People were seduced by government guarantees and low interest rates to purchase outrageously expensive homes, only to see their incomes plummet and the effective interest rates rise, essentially relegating them to the status of indentured servants.
Although it is obvious that our system of government has failed us, Icelandic voters showed little interest in the recent elections to the Constitutional Assembly. Although it was the policies of the Independence Party that opened the door to the massive abuses we witnessed, and its leaders who facilitated and participated in the financial fraud, the unrepentant IP remains Iceland’s single largest political party.
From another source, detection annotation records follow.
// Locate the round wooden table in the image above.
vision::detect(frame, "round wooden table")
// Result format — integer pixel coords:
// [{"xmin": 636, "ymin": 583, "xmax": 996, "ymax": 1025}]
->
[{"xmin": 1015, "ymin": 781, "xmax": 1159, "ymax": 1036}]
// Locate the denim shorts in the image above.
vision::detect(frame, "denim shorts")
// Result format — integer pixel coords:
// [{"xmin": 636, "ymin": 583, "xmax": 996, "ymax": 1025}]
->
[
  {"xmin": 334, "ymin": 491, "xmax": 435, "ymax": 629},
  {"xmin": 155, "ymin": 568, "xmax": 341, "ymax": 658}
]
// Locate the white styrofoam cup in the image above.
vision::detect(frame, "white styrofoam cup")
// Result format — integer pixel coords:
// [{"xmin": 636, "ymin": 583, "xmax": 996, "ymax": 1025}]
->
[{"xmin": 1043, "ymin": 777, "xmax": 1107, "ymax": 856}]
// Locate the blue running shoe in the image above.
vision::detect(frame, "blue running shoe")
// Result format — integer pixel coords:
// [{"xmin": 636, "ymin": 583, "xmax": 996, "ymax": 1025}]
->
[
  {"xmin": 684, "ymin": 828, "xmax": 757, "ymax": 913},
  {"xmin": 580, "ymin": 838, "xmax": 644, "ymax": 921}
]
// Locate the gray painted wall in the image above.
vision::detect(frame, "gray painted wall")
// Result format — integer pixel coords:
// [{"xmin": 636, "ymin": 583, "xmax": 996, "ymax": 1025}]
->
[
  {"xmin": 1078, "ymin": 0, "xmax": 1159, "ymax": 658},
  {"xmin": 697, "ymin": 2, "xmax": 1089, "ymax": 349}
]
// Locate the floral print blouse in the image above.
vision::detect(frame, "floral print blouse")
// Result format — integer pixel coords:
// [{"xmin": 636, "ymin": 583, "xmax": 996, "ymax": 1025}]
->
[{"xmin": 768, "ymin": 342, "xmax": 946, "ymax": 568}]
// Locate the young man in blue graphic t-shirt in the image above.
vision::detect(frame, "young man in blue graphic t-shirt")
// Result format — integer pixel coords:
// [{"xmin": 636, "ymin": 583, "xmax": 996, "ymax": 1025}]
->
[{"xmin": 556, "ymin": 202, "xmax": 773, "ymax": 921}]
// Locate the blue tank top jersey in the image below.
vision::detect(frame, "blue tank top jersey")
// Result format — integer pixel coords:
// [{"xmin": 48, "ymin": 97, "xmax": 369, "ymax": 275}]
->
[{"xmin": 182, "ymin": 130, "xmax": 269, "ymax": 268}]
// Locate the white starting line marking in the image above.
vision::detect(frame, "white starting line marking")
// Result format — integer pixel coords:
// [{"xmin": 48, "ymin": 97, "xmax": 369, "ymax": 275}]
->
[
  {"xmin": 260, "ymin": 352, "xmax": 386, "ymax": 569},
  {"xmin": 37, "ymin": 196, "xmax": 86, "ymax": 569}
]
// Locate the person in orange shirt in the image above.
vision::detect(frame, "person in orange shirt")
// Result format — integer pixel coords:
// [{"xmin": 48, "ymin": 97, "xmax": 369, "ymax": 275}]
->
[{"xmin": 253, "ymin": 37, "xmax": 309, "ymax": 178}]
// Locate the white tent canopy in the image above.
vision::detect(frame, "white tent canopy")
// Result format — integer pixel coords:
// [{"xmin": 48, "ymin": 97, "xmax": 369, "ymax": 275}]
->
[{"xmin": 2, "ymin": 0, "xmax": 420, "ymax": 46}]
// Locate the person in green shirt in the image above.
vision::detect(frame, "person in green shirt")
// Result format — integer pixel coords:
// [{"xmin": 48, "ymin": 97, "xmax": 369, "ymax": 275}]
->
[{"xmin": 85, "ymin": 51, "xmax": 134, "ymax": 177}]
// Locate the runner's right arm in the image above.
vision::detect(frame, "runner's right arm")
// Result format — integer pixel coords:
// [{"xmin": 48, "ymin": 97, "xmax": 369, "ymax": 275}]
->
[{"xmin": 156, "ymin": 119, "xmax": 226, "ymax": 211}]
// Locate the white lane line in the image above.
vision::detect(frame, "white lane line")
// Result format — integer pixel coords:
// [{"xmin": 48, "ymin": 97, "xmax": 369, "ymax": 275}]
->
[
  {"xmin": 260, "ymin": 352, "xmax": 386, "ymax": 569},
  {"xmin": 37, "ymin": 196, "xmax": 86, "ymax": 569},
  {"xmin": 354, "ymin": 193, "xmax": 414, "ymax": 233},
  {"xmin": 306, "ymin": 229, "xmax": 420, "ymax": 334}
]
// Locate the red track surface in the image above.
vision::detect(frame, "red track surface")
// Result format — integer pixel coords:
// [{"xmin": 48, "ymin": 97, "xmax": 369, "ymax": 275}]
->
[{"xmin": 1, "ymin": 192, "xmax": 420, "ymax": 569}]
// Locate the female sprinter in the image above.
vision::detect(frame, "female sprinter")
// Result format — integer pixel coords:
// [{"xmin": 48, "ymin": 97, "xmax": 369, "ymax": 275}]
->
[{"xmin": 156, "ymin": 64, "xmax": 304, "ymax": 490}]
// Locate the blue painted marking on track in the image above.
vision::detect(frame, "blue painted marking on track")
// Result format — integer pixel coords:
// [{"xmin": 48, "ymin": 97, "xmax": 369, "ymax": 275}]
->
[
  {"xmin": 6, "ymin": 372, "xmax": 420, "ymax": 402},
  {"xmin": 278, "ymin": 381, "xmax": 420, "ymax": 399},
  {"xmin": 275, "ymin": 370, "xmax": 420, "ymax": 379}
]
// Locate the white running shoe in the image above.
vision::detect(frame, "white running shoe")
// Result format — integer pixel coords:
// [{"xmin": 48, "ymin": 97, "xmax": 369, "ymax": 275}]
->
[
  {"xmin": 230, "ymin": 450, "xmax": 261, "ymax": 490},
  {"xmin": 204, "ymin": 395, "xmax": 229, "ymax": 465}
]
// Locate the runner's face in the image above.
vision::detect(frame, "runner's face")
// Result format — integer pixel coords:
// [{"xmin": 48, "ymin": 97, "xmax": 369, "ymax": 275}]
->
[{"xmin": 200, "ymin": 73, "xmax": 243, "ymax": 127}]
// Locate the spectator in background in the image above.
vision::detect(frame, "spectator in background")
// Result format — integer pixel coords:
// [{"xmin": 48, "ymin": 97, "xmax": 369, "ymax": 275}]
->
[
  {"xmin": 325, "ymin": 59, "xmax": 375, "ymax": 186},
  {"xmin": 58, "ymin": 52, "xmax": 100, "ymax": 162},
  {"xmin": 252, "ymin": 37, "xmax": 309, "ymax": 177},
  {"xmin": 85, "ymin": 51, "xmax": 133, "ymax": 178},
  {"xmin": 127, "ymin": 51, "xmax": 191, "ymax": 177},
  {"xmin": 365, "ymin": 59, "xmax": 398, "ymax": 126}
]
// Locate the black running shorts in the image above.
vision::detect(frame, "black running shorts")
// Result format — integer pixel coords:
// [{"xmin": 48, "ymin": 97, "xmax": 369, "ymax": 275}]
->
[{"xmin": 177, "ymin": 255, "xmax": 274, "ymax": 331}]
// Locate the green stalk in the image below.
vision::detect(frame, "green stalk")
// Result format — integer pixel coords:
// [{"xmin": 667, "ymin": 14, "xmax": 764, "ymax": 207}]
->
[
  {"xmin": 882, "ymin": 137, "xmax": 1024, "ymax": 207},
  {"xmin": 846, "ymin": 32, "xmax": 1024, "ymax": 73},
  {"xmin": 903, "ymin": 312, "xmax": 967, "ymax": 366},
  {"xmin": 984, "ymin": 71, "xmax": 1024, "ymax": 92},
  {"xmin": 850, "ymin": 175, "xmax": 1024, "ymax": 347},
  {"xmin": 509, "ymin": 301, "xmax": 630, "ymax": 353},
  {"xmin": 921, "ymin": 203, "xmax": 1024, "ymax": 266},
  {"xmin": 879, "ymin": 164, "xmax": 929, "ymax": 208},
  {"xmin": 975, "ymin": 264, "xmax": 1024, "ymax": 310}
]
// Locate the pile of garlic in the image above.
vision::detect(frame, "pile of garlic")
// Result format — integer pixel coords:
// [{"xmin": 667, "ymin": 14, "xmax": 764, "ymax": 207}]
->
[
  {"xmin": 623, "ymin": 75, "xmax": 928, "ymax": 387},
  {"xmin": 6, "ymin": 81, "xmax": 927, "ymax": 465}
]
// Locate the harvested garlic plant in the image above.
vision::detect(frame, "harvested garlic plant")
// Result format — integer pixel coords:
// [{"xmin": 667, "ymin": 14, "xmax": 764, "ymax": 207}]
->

Will the next decade be any better? Although Iceland’s prosperity is largely dependent on that of the much larger economies in America and Europe, we retain the power to determine our own happiness. Numerous studies have shown that the level of a nation’s happiness, once its people’s basic needs have been assured, does not correlate strongly to its wealth. The four generally accepted pillars of societal happiness include: promotion of sustainable development, preservation and promotion of cultural values, conservation of the natural environment and establishment of good governance.
The first three of these pillars are largely dependent on the fourth pillar—good governance—and on this measure I am not optimistic. Bertrand de Jouvenel observed that “a society of sheep must in time beget a government of wolves.” Other than that brief, glorious moment in January 2008 when popular protests forced the resignations of Geir Haarde’s government, nothing that I’ve seen over the past couple of years indicates that we are willing to do anything meaningful to wrest control of our country from the wolves. No one has accepted responsibility for the abuses and crimes that culminated in the kreppa, and the courts have not held anyone liable for their blatant incompetence, negligence, and corruption. The thieves have kept their riches, and the rest of us are more subjugated than ever.
The ultimate problem is ourselves. We learned the price of everything, but the value of nothing. We learned much about ourselves, and then deliberately exorcised those lessons from our collective memory. Þetta reddast allt. Until our attitude changes, nothing else will.